A major road safety initiative has been launched in memory of a Guy’s and St Thomas’s doctor who was killed by a careless driver who failed to clear his windscreen.
Jasjot Singhota, 30, died in a collision on Thurlow Park Road, Tulse Hill, in January 2017 while walking over a zebra crossing.
The driver of the black Ford Fiesta, Alexander Fitzgerald, had been driving a car he did not own and was not insured to drive – and also had not cleared the windscreen of frost before setting off.
The university student, from Essex, was jailed in January last year.
Now Ms Singhota’s sister, Neha Santasalo, has teamed up with the Met to encourage motorists to be safe while driving in winter to prevent another tragedy in a campaign called ‘ReadyfortheRoad.’
“I think about my sister every day, she was an incredible person. As a fully trained doctor she dedicated her life to helping people,” she said.

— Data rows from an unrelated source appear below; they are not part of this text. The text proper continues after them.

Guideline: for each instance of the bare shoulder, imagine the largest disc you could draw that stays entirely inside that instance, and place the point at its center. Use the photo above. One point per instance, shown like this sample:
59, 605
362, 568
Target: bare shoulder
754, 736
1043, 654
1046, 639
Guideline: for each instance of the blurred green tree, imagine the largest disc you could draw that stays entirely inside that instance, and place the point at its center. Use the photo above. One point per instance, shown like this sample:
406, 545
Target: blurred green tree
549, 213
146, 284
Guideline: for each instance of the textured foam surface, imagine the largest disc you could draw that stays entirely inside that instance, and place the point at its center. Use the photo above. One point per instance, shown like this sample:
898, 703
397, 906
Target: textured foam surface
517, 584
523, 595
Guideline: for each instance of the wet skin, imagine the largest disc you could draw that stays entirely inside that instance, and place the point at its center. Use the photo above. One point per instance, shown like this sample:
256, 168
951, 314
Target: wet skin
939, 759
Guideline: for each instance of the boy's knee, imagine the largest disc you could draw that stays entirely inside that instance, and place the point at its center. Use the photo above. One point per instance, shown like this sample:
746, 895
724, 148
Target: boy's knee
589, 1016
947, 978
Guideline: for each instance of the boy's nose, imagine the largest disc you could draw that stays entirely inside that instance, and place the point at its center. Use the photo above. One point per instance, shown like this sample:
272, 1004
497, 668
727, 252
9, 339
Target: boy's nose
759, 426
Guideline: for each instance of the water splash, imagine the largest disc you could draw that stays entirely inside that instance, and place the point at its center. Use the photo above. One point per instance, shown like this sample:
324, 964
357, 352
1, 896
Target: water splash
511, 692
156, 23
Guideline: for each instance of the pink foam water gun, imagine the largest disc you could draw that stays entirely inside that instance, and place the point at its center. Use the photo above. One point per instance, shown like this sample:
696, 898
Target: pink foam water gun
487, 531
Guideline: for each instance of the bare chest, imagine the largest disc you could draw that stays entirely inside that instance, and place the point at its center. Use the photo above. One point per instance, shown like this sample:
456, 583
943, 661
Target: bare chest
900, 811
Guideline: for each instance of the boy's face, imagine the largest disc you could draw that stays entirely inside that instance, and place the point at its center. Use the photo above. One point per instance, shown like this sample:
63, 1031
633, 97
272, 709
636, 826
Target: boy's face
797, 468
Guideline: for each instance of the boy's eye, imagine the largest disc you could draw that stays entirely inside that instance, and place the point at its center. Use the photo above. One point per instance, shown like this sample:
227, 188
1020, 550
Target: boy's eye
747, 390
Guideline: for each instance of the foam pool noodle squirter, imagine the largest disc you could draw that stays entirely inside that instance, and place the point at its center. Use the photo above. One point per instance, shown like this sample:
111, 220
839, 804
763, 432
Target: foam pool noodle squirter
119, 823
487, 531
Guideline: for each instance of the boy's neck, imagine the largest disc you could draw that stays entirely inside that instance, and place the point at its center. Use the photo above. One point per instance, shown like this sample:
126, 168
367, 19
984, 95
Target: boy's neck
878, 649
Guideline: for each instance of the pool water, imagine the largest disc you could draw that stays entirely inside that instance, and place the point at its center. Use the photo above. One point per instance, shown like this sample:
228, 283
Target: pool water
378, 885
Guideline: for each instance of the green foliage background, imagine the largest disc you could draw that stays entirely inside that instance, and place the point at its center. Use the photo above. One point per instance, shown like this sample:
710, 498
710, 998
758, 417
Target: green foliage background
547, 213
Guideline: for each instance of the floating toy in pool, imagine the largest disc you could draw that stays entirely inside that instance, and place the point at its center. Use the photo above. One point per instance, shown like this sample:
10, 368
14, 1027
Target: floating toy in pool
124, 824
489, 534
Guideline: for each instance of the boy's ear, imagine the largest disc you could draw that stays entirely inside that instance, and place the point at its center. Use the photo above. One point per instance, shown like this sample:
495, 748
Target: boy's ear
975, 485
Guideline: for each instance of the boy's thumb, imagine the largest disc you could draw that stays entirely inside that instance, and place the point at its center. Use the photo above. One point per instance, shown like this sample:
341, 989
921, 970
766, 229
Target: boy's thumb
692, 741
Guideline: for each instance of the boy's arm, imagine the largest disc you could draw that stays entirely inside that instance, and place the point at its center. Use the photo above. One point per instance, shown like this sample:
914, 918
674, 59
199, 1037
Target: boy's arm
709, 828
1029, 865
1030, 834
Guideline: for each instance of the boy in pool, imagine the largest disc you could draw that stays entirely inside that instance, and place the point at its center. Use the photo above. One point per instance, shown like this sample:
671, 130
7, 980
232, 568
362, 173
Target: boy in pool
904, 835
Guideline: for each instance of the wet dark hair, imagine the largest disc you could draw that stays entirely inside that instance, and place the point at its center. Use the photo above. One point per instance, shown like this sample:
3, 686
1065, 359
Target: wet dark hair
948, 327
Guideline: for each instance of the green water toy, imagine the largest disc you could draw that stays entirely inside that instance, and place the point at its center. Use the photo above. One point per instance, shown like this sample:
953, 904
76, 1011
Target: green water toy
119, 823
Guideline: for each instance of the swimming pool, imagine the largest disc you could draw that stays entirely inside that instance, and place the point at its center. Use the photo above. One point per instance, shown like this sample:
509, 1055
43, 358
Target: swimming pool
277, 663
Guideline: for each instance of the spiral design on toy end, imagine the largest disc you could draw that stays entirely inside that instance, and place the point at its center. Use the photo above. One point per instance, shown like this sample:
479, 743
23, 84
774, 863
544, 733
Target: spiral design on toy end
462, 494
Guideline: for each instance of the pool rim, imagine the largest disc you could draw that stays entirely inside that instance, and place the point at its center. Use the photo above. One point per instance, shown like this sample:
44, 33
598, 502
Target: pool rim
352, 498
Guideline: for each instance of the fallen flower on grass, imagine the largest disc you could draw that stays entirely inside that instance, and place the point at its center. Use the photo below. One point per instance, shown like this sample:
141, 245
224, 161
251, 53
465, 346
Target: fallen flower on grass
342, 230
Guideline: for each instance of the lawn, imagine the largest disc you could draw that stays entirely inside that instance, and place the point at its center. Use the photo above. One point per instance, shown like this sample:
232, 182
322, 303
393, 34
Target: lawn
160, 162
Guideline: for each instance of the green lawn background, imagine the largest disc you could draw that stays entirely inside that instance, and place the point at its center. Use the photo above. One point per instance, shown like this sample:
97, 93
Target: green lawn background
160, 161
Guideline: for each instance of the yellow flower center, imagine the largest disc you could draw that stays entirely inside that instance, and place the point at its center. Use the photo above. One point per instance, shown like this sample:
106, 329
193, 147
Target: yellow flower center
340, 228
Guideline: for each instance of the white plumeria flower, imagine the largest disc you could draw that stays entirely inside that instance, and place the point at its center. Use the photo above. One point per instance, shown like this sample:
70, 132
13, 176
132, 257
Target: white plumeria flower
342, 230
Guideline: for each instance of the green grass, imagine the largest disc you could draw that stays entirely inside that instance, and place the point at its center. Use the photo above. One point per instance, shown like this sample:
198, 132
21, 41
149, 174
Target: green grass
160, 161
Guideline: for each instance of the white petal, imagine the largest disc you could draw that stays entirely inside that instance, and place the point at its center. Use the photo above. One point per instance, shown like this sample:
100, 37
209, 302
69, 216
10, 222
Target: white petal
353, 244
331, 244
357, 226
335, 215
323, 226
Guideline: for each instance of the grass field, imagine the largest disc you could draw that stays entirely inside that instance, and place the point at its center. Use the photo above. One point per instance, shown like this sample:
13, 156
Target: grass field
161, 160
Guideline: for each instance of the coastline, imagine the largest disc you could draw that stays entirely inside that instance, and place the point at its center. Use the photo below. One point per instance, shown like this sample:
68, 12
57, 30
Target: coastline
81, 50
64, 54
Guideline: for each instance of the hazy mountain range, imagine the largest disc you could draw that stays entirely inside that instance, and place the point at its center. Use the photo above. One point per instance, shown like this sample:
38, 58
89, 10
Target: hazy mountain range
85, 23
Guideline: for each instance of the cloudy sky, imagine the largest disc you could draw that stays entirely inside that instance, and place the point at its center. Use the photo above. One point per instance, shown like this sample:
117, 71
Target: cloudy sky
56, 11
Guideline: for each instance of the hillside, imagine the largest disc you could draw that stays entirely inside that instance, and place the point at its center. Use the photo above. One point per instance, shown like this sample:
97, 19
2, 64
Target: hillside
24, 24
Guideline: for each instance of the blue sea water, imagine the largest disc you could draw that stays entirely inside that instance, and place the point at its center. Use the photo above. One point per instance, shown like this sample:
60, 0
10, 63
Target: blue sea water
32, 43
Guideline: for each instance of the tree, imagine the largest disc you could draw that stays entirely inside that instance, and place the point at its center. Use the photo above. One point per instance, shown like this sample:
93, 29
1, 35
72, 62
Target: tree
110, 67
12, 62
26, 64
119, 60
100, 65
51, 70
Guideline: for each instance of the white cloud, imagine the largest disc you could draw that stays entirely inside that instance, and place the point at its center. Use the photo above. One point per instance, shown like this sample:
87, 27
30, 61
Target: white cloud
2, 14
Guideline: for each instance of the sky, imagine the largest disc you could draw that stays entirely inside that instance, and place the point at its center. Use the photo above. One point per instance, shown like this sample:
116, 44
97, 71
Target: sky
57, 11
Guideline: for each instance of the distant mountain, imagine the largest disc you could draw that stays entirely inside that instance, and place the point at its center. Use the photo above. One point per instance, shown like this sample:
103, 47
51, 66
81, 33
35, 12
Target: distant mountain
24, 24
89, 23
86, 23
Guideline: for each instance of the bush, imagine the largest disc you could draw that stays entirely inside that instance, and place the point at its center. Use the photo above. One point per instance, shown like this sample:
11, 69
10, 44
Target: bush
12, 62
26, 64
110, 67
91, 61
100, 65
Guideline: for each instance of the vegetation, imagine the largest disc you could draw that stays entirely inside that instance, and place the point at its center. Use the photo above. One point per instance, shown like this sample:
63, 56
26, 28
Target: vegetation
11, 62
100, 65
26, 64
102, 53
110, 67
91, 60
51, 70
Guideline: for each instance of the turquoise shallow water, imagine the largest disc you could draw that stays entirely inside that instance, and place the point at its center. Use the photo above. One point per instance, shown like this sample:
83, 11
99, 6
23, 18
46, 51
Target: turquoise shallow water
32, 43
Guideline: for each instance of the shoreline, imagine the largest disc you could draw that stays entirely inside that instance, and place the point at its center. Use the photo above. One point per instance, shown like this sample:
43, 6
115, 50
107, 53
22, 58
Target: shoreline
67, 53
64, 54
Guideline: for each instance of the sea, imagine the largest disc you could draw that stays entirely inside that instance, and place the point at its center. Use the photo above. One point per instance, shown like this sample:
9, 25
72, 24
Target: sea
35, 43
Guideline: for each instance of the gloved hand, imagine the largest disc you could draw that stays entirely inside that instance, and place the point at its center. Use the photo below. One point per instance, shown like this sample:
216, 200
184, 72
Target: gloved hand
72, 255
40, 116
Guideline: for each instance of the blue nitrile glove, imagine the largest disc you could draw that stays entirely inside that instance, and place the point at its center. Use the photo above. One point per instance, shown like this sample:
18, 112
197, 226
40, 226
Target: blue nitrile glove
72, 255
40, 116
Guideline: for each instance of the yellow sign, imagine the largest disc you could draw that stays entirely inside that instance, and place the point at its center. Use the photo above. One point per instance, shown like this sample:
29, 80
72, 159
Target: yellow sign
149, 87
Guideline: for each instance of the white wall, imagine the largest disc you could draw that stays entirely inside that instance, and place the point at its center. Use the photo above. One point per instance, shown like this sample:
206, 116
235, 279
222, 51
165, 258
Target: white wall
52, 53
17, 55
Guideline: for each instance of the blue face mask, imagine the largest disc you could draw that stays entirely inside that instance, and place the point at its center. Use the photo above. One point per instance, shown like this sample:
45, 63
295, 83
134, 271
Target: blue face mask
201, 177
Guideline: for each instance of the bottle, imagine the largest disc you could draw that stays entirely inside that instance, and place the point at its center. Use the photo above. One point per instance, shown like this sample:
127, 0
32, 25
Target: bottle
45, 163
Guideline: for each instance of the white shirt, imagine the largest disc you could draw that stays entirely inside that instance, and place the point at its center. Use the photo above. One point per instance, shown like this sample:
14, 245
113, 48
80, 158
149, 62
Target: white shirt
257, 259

“She had big plans to work around the world on various projects to help those in need where she could.
“All that was taken from her and us when a driver set off without clearing the frost from his windscreen.
“It breaks my heart to know that there will be so many things that we will now never have the opportunity to do together; from the small things we take for granted such as meeting and catching up over a cup of tea, to the bigger life events including not being able to see her get married, travel the world or for our children to play together.
“It was her selfless nature demonstrated through organ donation that led her to save the lives of five other people and for that I am immensely proud of her.”
Ms Santasalo urged drivers to take time to clear their mirrors and screens before starting their journey, saying that simple steps such as using a de-icer and a scraper could save lives.
“My sister’s death was entirely unnecessary and if I can help save one life or prevent serious injuries on the road through this message, then I will be proud to have that as part of her legacy and life-long commitment to helping people, and to prevent another family from having to go through what ours did,” she added.
Fitzgerald “has to live the rest of his life knowing that his actions led to the death of a gifted doctor who had her whole life ahead of her,” said the Met’s Detective Superintendent Andy Cox.
“The collision was entirely avoidable if only some time had been taken to prepare the car for the trip ahead.”
In 2018, 112 people were killed and a further 3,954 suffered serious injuries on London’s roads.